New Delhi: As the entire nation braces to bear the brunt of the nationwide 'Bharat Bandh', Wednesday may witness what the trade unions have called 'the biggest strike in the country ever'.
Turning a deaf year to the central government's appeal to call off the strike, ten central trade unions have decided to go ahead with 'Bharat Bandh' on September 2, protesting against the reforms in labour laws proposed by the government, which they have described as anti-worker economic policy.
The central trade union refused to call off the strike after recent meetings with central ministers did not end satisfactorily.
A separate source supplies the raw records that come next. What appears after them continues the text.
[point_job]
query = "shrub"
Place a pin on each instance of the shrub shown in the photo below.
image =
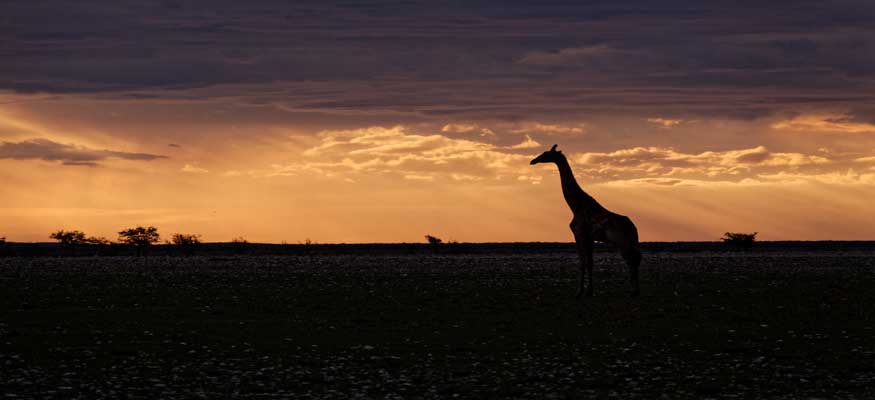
(69, 238)
(239, 244)
(186, 242)
(140, 237)
(743, 241)
(432, 240)
(100, 242)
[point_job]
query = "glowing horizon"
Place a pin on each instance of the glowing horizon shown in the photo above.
(378, 129)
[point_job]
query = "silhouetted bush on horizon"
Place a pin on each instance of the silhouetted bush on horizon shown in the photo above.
(187, 243)
(140, 237)
(743, 241)
(71, 239)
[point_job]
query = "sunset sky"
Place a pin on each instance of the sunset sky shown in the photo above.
(383, 122)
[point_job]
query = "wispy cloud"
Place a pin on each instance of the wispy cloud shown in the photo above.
(666, 166)
(837, 123)
(528, 143)
(194, 169)
(376, 151)
(67, 154)
(665, 122)
(548, 129)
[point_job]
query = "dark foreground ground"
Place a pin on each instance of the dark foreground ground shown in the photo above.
(773, 324)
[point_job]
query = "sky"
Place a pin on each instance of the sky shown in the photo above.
(356, 122)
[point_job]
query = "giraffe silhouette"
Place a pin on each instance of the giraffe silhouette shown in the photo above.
(594, 223)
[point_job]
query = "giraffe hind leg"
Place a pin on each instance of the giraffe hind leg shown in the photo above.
(632, 256)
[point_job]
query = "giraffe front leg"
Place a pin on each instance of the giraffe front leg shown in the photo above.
(589, 265)
(584, 248)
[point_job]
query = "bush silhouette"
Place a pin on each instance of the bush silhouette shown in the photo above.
(239, 244)
(433, 240)
(743, 241)
(100, 242)
(69, 238)
(186, 242)
(140, 237)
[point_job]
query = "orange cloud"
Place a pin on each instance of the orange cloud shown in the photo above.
(396, 151)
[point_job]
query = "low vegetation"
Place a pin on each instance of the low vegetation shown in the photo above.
(71, 239)
(782, 325)
(139, 237)
(187, 243)
(742, 241)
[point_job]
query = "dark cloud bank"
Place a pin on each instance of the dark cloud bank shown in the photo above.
(68, 154)
(501, 59)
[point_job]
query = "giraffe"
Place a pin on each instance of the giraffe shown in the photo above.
(594, 223)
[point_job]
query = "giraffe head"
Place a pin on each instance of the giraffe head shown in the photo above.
(551, 155)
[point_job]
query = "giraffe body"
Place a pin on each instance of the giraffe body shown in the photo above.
(594, 223)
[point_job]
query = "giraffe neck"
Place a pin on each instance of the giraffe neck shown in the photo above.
(574, 195)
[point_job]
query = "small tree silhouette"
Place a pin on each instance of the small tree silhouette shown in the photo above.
(239, 244)
(100, 242)
(140, 237)
(186, 242)
(743, 241)
(69, 238)
(433, 240)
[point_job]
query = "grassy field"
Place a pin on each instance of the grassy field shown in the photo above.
(768, 324)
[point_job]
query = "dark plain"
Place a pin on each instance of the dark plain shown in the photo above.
(774, 323)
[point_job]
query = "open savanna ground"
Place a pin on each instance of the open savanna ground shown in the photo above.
(764, 324)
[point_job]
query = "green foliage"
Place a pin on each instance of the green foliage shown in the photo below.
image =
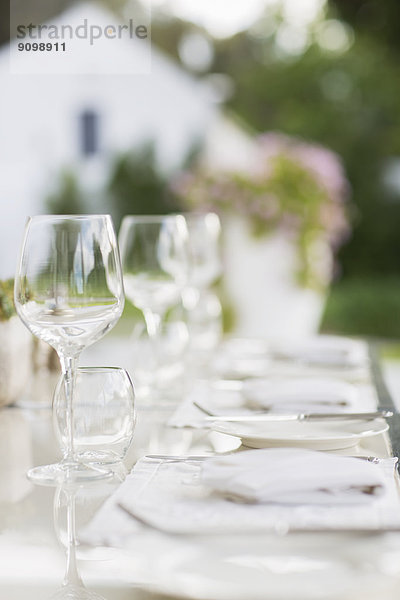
(348, 103)
(7, 309)
(283, 190)
(136, 185)
(68, 199)
(368, 307)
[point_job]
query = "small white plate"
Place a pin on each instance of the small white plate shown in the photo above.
(318, 436)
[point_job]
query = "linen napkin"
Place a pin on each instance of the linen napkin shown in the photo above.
(171, 496)
(293, 476)
(300, 393)
(334, 351)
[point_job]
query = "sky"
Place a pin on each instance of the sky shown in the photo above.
(226, 17)
(221, 17)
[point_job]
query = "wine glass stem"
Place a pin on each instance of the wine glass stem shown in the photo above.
(68, 366)
(153, 324)
(71, 575)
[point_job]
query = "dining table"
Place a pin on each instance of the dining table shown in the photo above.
(124, 556)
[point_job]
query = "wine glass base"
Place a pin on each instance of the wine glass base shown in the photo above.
(74, 592)
(65, 473)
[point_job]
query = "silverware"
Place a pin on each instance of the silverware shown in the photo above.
(177, 458)
(365, 416)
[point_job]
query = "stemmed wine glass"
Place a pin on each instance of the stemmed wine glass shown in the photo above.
(155, 262)
(69, 293)
(72, 587)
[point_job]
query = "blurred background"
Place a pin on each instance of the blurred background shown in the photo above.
(320, 74)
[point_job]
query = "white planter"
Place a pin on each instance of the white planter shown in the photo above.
(260, 280)
(15, 360)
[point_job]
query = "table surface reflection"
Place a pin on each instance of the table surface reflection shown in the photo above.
(32, 536)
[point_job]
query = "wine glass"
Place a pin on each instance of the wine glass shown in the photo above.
(104, 415)
(72, 587)
(154, 262)
(69, 293)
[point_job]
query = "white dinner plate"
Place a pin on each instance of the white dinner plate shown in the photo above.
(321, 435)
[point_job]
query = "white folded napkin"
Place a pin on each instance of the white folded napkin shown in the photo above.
(300, 393)
(326, 350)
(293, 476)
(172, 496)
A 12-point charter of demands has been put forth by the trade union leaders.
Also Read: Reasons behind Sept 2 Bharat Bandh
Normal life may be hit badly with strike disrupting essential services like banking and public transport, and also supply of power, gas and oil.
The strike by 11 trade unions was originally planned for July 11 after talks between Union Labour Minister Bandaru Dattatreyat, however it was postponed for September 2.
In a last moment and rare act, the BJP-backed Bhartiya Mazdoor and National Front of Trade Union withdrew out of nationwide strike.
However, the remaining 10 union trade, that claim a combined membership of 15 crore workers from both public and private sector, including bank and insurance companies have decided to go with nationwide strike after their proposal was failed by Central ministry.
Ten central trade union participating in the nationwide strike are CITU, INTUC, AITUC, Hind Mazdoor Sabha, AIUTUC, TUCC, SEWA, AICCTU, UTUC and LPF.
Labour Minister Bandaru Dattatreya, however, downplayed the impact that would be caused by the strike.
"I don't think essential services will be affected by the strike. I feel that the impact will not be much. I appeal them to call off strike in the interest of workers and nation," Dattatreya told reporters.